Я долго не мог понять такой, например, вещи: как эсэсовцы, охранники наши, могли начисто забыть о довоенной жизни, вообще о жизни вне лагеря? Ведь она существует, совсем не похожая на лагерную, охранники постоянно сталкиваются с ней: ездят в отпуска к родным — так легко было заработать трехдневный отпуск; всего лишь за убийство хефтлинга при «попытке к бегству», — и получают письма, и видятся здесь со штатскими своими сродниками и земляками. Правда, их было не так уж много, штатских, на оружейном заводе и лесохимическом комбинате, которые, обслуживал лагерь, но они были. Все больше старики и женщины…
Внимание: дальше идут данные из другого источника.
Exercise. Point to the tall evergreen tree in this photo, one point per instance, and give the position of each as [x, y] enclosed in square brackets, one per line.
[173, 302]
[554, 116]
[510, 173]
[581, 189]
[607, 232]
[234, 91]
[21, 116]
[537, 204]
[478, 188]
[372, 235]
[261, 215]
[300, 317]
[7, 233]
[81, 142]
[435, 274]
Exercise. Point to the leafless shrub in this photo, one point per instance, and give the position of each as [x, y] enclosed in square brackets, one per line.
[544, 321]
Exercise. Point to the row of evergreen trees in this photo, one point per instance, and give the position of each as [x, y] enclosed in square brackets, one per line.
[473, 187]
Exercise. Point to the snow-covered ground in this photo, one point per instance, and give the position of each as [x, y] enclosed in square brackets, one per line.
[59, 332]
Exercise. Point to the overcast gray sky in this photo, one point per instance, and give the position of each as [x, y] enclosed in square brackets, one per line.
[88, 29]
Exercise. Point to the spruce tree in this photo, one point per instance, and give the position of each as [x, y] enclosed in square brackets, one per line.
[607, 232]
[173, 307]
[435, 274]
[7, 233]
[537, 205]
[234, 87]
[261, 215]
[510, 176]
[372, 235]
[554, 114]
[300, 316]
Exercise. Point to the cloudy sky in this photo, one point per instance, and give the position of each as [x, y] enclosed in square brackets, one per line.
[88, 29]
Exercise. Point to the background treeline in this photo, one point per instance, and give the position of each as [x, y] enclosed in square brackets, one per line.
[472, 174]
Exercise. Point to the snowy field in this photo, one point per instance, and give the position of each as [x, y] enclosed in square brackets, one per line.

Тем непонятнее — встречаться изо дня в день со стариками и женщинами, в которых так легко увидеть своего отца, свою жену, и так легко представить, как они, отработав положенное, едут на дачном поезде в приморский старинный городок, а с вокзала не спеша расходятся узкими улочками, мощенными гладкообтесанным камнем, идут мимо коттеджей за оградами из зелени — почти весь городок из таких коттеджей, уютных, с синими веселыми окнами, красными черепичными крышами, с чистыми комнатами, в которых крашеные полы будто бы вымыты яичным желтком и стоят высокие кровати с пышными перинами, накрахмаленными простынями… Весь быт их отлаживался не сегодня и не вчера — столетиями. Так нельзя же все это попросту выкинуть из головы?
А если нельзя, то как совместить, в себе самом совместить то и это, лагерное?
Странно, но если и подкатывало иногда чувство отчаяния в те дни, то лишь тогда, когда донимали меня вот эти мысли — о немцах, а не о нас, заключенных.
Именно в такой день я и познакомился с Лео.
До темноты у лесной тропы остались лежать еще двое из нашей десятки, а перед самым концом работы и я потянул связку голеностопа, поскользнувшись на камне, — едва-едва доковылял с последним бревном. Какой-то рыжий небритый охранник вытянул меня по спине треххвостой плеткою так, что порвал куртку.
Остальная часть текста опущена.